Religious leaders representing the Haitian and Latino communities welcomed the new initiative. “There’s a lot of division, a lot of fighting, back and forth, communities pinned against each other,” said Juan Pablo Ramirez, who was there representing the Latino Pastor’s Association of Rockland. “I believe we should all be working together for the children.” Jean Claude Dorcelly, a tall Haitian pastor who has lived in East Ramapo for 31 years, agreed. “We should not be fighting,” he said. “We need more money. At least, we need the fair share.”

Brendel Charles attended the meeting as a parent—she has two kids in the public school system—but she is also a councilwoman for the town of Ramapo. Charles says she originally believed the problem was that the ultra-Orthodox members of the board were making decisions without regard to others in the community. “I thought that there could be a possibility that there was something wrong, that there could be a prejudice, of thinking ‘We don’t have to give them that because it doesn’t really matter,’” she said. But her mind was changed when her husband, Bernard, joined the school board. “He realized the problem wasn’t that the school board members weren’t trying to hurt the public school kids,” Charles explained. “He realized the problem is, we don’t have the money.”
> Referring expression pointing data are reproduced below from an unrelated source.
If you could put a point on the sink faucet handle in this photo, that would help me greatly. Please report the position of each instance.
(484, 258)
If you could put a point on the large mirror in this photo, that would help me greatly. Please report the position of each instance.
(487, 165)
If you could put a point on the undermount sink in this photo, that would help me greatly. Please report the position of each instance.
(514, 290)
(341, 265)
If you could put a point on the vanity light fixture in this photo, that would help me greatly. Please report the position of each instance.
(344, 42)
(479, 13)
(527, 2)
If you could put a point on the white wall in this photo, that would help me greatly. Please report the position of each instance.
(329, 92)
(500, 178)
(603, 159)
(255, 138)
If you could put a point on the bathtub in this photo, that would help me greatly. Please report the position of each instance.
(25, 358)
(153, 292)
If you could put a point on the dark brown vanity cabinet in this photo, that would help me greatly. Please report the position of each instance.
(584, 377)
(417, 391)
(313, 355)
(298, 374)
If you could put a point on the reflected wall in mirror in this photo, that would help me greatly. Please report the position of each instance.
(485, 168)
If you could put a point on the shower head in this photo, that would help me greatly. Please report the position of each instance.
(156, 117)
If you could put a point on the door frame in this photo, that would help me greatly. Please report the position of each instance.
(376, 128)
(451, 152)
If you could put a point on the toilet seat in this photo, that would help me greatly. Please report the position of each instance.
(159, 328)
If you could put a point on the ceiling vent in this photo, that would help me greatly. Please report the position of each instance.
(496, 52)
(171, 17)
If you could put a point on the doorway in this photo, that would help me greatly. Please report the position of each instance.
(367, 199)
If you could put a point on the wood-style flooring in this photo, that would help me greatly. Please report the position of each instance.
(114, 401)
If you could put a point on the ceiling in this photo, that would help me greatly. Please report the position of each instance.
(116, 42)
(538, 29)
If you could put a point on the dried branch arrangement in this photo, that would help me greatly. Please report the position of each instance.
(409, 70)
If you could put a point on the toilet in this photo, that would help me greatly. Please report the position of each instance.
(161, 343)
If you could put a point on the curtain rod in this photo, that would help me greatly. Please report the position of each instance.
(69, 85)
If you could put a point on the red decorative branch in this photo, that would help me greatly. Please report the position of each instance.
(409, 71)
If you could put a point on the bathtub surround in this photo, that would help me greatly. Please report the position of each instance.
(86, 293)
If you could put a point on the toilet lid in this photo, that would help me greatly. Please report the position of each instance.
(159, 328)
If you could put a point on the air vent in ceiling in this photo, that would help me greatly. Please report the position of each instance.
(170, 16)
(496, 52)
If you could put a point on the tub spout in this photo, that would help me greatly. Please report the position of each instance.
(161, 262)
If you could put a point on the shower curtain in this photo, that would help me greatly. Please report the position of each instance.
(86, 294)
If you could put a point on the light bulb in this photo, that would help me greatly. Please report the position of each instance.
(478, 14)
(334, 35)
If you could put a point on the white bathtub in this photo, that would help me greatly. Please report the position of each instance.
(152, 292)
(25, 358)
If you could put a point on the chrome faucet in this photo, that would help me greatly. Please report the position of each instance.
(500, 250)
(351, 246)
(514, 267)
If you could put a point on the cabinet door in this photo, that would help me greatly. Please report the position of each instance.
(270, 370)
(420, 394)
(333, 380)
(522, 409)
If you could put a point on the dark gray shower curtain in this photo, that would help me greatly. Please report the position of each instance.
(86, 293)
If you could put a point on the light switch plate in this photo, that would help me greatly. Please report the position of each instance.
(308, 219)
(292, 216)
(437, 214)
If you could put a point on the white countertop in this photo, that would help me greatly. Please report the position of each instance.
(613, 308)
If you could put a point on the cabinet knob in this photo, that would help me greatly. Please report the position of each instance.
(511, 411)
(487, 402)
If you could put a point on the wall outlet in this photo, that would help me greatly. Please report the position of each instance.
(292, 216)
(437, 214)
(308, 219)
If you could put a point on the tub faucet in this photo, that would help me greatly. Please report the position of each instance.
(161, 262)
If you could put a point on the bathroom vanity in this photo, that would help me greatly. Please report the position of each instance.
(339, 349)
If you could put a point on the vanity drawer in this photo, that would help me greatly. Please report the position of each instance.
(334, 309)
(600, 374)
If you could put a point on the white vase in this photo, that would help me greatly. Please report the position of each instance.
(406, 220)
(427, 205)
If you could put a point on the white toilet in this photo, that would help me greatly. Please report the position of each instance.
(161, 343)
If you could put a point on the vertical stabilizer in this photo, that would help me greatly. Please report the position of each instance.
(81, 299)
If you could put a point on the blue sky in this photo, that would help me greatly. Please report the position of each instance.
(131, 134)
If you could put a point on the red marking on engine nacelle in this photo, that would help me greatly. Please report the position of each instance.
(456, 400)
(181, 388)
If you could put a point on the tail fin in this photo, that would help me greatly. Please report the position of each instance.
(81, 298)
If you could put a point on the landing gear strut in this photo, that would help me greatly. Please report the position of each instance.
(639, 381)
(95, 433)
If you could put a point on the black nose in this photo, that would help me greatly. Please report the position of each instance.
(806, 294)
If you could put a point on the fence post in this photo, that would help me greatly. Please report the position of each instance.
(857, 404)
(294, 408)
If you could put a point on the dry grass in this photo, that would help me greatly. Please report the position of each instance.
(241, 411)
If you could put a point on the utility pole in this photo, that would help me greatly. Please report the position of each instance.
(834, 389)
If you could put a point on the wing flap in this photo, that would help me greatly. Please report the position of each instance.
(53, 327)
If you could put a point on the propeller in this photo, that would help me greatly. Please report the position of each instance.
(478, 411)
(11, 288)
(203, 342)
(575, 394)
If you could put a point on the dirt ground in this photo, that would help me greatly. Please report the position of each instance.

She criticized those in her community who have allowed the situation to deteriorate. “It’s become a war,” she said. “It’s become religious against non-religious, black against white, them against us. Their children are getting everything, our children are not.’ And that’s the wrong energy. The color is green. We don’t have enough money. That’s the problem.”

Charles added that she had no patience for those who responded to suspicions of ill-will with anti-Semitism. “Let me tell you what I heard someone say—they said, ‘Well, we want to send the Jews back to Israel,’” she said. “That sounds too much like sending blacks back to Africa. They’re not going anywhere and we’re not going anywhere. So what do we do? Are we going to have a war like the Indians and the cowboys? Or are we going to stand here and work together.? This is the 21st century, we’re supposed to be sophisticated people, we’re supposed to be thinking, not primitive, we’re not going to kill each other and conquer each other. We’re going to live in a democracy, and this republic belongs to all of us.”